Read more about training and certification requirements here.
Step One: Training
Home Care Aide training requirements include 75 hours of training approved by the Department of Social and Health Services (DSHS):
70 hours - Home care aide training
5 hours - Orientation and safety
Training can be completed in as little as two weeks, and you can work while you are pursuing certification. Many employers pay for you to complete your training while you work. Here are some resources that will give you more information:
Many Home Care Agencies will pay you to complete your training while you work.
Find training near you that is independent of an employer. Connect with instructors and sign-up for local training. Training fees vary depending on the instructor and course.
Career Bridge is a resource for training and career resources. Search for "home care aide" and enter your zip code in the location box for a list of classes near you.
If you are currently or planning to provide care to a friend or family member who is a Medicaid client, contact the client’s case manager directly. The case manager can help direct you to the next steps.
Step Two: Certification Exam
Once you complete the training, your instructor will give you a DSHS Training Certificate. Save and keep track of this certificate for future reference.

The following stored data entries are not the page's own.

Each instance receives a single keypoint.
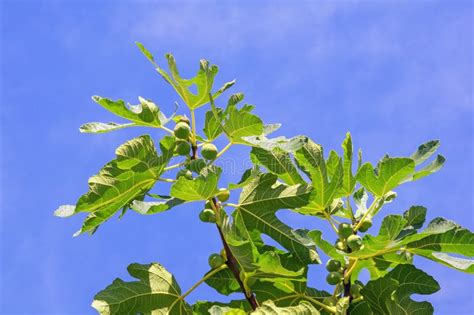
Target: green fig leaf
(391, 293)
(156, 291)
(121, 181)
(202, 187)
(258, 203)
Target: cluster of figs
(182, 132)
(348, 241)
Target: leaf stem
(193, 126)
(375, 204)
(322, 305)
(328, 217)
(224, 149)
(174, 166)
(350, 269)
(232, 263)
(210, 274)
(166, 129)
(168, 180)
(349, 207)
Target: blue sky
(395, 74)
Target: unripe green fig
(330, 301)
(354, 242)
(208, 205)
(215, 261)
(207, 215)
(223, 194)
(185, 120)
(355, 289)
(340, 245)
(365, 225)
(183, 148)
(334, 278)
(333, 265)
(224, 254)
(182, 130)
(209, 151)
(345, 229)
(186, 173)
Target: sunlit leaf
(391, 294)
(202, 187)
(156, 292)
(123, 180)
(258, 203)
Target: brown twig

After training, go to the Department of Health (DOH) Licensing Information webpage and submit your completed Home Care Aide Certification Application. The DOH will notify the testing company, Prometric, that you are ready to take the exam once you have completed training and submitted all required documentation. Prometric will contact you directly via email to schedule your certification exam date.
If you aren't eligible for the DSHS benefit, also known as state pay, you'll need to pay the application and examination fees.
If you are working, you must submit your application and fees within 14 days of your hire date.
Testing - The certification exam is administered by Prometric and includes written and skill sections.
Step Three: Home Care Aide License
After you pass the certification exam, Prometric will notify DOH and then you can get your official home care aide license.
Licensing - Your home care aide license will come from the DOH.
- Once the DOH has verified that you’ve passed the exam, they will issue and mail your home care aide license
- Please be sure to save and keep track of this for future use!